Après plusieurs polémiques analogues, c'est au tour de la ville d'Ath, en Belgique, d'être pointée du doigt par une organisation qui dénonce un blackface, cette pratique assimilée à du racisme qui consiste, pour une personne de couleur blanche, à se maquiller le visage pour ressembler à une personne noire à l'occasion d'une représentation culturelle.
La cause du grief des militants antiracistes ? Un personnage traditionnel baptisé «Le sauvage», emblématique de la Ducasse d'Ath, un défilé costumé traditionnel de cette ville qui existe depuis le Moyen Âge et qui figure à ce titre depuis 2008 sur la liste du patrimoine culturel immatériel de l'humanité de l'UNESCO. Grimaçant, vêtu de plumes, un anneau dans le nez et parfois enchaîné, le personnage du «Sauvage» a pour mission, parmi d'autres, de «faire rire le public et faire peur aux enfants», selon un de ses anciens interprètes au journal belge La DH.
«[Nous] n'avons rien contre les fêtes et le folklore. Nous souhaitons juste qu'en Belgique, et ailleurs, ces fêtes et ce folklore cessent d'être presque systématiquement accompagnés de pratiques négrophobes», déclare pour sa part l'association Bruxelles Panthères, à l'origine de la polémique, sur sa page Facebook.
L'organisation demande à ce que ce personnage soit retiré ou modifié et a écrit en ce sens à la directrice générale de l’UNESCO Audrey Azoulay pour que l'événement, qui aura lieu du 23 au 25 août, soit retiré «s'il le faut» de la liste du patrimoine culturel immatériel de l'organisation mondiale.
L'association, qui se revendique comme antiraciste et «décoloniale», dénonce au passage «des traditions racialisantes qui essentialisent une part importante de la population belge et européenne». Du côté de l'événement, on décrit le «Sauvage», personnage créé en 1856, comme un témoignage «du goût de l’exotisme du XIXe siècle».
Présent dans de nombreux carnavals européens sous des symboliques diverses, le phénomène du blackface est régulièrement pris pour cible par des organisations antiracistes, «décoloniales» ou communautaires qui l'assimilent à du racisme et au colonialisme.
En 2018, l'association Bruxelles Panthères avait fait annuler la «sortie des nègres», une partie de la Ducasse des Culants à Deux-Acren. Cette séquence, également jugée raciste par l'association, avait, selon les organisateurs pour vocation de «représenter la libération du Congo durant les années 1960». «On voit les Noirs sous dominance belge qui reprennent leur indépendance, sous l’œil éloigné du roi Baudouin», expliquait ainsi Laurent Pevenage à la RTBF, ajoutant que cela avait pour but de montrer «la réalité du comportement des Belges vis-à-vis des Noirs à l’époque, pour les jeunes générations».

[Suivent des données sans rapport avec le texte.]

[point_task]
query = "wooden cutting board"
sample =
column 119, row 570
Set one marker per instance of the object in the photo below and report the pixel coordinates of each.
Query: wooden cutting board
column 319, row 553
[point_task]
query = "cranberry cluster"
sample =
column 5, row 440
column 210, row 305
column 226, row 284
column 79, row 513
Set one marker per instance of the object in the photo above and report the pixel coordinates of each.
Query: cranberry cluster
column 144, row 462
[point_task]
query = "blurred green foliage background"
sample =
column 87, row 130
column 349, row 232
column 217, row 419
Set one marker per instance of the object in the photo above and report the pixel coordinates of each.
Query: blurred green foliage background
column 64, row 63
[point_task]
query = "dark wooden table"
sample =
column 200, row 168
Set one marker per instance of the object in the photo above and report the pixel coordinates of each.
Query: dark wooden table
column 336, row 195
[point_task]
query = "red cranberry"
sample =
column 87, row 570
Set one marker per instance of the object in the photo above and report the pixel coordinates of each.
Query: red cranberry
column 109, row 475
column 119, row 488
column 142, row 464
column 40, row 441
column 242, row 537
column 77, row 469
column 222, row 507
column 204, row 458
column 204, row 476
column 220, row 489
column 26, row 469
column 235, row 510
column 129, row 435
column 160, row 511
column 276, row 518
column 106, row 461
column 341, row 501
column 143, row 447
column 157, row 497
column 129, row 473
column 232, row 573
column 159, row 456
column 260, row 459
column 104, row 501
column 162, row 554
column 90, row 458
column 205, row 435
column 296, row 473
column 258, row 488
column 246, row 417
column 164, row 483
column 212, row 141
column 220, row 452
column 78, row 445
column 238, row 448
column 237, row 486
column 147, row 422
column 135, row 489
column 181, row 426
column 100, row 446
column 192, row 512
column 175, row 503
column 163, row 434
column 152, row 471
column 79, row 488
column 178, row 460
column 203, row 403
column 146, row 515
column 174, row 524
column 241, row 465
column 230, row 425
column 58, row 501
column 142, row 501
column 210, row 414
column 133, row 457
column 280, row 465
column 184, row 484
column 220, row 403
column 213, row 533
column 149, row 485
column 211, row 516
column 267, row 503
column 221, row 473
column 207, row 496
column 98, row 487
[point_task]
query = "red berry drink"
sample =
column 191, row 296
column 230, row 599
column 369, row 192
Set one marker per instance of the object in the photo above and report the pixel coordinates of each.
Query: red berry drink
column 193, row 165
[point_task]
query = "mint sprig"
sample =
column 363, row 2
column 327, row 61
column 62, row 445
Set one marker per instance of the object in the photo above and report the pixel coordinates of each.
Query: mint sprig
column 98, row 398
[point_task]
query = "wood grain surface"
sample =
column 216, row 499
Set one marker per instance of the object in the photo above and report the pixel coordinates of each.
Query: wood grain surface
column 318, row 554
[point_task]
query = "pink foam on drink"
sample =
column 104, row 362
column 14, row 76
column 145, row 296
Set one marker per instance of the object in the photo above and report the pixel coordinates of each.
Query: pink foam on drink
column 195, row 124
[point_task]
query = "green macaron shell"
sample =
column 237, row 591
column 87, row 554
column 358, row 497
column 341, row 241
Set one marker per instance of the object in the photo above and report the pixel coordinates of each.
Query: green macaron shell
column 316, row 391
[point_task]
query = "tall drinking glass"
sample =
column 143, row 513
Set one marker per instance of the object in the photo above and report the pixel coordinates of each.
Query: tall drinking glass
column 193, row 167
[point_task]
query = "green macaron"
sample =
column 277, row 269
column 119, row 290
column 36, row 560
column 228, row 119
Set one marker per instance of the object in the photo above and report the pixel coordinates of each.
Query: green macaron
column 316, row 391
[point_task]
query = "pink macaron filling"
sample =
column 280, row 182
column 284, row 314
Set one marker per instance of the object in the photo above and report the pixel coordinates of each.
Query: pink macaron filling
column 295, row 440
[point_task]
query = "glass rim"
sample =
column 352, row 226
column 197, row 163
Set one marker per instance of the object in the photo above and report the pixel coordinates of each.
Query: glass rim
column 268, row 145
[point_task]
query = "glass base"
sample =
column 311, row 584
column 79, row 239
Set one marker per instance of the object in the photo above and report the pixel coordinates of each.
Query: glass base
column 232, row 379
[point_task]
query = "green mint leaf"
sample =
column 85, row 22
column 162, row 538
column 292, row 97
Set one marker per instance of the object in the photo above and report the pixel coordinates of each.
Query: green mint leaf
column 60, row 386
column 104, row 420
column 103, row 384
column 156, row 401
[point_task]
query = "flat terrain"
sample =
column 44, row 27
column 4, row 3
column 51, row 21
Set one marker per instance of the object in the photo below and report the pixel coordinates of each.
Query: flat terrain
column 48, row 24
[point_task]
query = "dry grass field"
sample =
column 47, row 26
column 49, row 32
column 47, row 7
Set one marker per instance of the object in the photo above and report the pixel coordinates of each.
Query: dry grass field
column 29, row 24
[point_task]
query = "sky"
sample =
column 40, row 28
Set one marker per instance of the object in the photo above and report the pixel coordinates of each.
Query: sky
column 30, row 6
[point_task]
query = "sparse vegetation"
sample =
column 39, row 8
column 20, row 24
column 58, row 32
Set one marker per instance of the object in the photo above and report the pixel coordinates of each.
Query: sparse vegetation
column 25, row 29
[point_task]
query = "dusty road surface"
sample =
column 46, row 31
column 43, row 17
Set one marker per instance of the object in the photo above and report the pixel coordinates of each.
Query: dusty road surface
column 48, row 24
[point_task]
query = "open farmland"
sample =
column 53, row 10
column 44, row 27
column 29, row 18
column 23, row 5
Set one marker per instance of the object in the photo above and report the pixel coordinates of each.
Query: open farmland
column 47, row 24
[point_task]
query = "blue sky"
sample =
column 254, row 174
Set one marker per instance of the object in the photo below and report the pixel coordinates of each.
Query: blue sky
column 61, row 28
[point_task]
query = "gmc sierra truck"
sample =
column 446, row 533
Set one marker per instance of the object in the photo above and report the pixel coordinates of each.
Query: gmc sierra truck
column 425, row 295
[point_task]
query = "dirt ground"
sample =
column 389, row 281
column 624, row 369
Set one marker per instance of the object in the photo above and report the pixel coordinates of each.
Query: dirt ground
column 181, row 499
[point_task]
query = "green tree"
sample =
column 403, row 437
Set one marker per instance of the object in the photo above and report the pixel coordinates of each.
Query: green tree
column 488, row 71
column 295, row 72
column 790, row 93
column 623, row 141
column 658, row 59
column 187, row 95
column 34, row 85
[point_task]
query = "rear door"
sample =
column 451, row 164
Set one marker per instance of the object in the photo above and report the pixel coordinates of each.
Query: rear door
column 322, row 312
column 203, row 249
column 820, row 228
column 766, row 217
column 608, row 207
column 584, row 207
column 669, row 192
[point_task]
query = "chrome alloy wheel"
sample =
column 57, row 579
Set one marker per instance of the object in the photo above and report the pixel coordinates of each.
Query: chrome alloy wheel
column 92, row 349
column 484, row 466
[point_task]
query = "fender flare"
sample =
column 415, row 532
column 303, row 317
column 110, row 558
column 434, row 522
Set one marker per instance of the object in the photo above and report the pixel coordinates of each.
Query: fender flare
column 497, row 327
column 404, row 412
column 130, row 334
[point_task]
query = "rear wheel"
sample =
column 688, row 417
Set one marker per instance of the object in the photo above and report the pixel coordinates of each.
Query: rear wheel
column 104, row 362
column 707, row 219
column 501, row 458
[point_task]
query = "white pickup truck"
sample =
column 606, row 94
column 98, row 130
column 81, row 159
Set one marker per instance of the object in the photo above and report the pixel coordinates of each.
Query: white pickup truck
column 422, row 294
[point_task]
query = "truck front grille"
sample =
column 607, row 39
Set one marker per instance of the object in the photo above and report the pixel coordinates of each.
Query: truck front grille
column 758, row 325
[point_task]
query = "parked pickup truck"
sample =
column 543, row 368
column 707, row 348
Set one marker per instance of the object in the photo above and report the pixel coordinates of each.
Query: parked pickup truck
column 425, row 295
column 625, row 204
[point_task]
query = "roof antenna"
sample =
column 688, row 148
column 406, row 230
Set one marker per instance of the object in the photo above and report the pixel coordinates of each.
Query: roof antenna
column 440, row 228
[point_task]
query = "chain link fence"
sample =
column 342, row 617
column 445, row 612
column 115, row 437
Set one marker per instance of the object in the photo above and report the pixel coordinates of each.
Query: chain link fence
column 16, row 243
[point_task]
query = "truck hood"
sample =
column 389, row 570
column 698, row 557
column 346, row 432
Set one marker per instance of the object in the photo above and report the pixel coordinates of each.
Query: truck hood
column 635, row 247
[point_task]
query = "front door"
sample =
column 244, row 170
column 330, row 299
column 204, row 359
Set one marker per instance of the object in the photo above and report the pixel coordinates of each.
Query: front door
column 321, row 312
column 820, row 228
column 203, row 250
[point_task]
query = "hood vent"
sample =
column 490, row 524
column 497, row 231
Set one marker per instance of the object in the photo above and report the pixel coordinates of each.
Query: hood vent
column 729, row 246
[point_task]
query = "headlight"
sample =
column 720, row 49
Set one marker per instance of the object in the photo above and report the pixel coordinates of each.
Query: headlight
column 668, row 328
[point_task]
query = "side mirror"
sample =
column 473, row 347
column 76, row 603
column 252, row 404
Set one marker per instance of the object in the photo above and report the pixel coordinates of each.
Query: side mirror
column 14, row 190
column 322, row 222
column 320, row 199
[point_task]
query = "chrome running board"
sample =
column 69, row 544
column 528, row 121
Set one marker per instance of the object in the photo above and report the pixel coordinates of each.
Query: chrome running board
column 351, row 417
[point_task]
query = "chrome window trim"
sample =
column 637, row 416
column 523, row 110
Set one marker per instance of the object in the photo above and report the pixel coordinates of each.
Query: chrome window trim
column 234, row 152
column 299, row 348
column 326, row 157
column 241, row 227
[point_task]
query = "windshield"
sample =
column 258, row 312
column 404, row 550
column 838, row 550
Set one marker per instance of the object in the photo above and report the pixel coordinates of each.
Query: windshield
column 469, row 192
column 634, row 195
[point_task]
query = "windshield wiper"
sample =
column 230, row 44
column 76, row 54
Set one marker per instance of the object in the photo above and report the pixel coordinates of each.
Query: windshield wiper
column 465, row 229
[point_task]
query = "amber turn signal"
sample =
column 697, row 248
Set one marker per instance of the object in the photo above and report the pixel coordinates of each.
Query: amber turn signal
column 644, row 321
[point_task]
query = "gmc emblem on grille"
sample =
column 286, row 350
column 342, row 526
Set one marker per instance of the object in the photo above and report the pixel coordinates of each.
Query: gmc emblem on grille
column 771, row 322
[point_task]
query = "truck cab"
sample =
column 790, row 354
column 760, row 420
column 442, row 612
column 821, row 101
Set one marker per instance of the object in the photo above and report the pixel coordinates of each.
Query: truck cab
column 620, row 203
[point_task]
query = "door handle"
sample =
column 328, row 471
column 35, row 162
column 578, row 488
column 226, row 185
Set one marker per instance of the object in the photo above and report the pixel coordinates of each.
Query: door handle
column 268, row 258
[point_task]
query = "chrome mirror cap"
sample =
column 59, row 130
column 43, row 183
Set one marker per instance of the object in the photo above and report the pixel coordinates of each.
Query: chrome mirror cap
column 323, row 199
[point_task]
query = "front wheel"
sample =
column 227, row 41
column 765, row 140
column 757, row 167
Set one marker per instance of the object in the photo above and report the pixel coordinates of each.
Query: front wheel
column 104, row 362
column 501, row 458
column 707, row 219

En 2016, c'est le «père fouettard», souvent représenté par une personne au visage noirci et aux lèvres épaissies en Belgique à l'occasion de la Saint-Nicolas (6 décembre), qui avait été pointé du doigt par l'association et d'autres organisations. Outre le blackface, certains détracteurs de cette tradition se plaignent du fait que le personnage en noir soit négatif à côté de Saint-Nicolas, qui lui est généralement représenté avec un visage blanc.